Hmm, that's interesting - that's a different use of the country_flag that I wasn't aware of, in a different function.

I suspect if it hadn't crashed in that function it would have crashed in one of the places that country_flag is used (and one of the places I recently updated it). I'll add some code to print an error if it can't find the flag rather than crashing.

IanMayo commented 6 months ago

that sounds great, thanks.

robintw commented 6 months ago

Fixed now, it gives an warning of:

WARNING:  Cannot find flag image in page ../France1/France1.1.html

And replaces the URL to the non-existent image with a filename of FlagImageNotFound.jpg, so we get a sensible error in the publish step where it can't find the image referred to.

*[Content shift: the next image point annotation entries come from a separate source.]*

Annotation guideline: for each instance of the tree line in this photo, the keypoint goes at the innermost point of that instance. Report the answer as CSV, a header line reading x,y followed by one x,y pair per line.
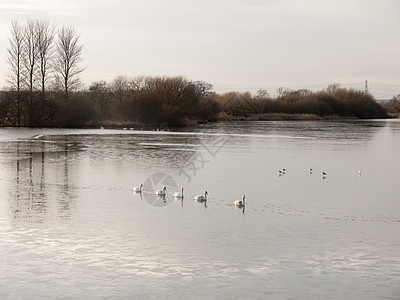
x,y
45,90
42,60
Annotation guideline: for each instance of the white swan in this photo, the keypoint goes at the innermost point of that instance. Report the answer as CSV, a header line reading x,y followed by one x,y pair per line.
x,y
201,198
162,192
240,203
179,194
138,189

IanMayo commented 6 months ago

We're correctly passing the height and width parameters.

But, when I go to check spain.dita it does not contain the flag data at all. I put in trace lines, and saw the flag data was collated, and the flag-section created, and present in the output to file. It appears that Spain.html is being processed twice: once as a category page (which picks up the flag data), and once as a generic file (which ignores the flag data).

I started to capture this as an unrelated issue, but am starting to wonder if it's related to the collection of flag data. Since the flag images link back to the country, could that mean that the country page gets added to the "shopping list", which makes it get processed as a generic file? (so over-writing when it got processed as a category page).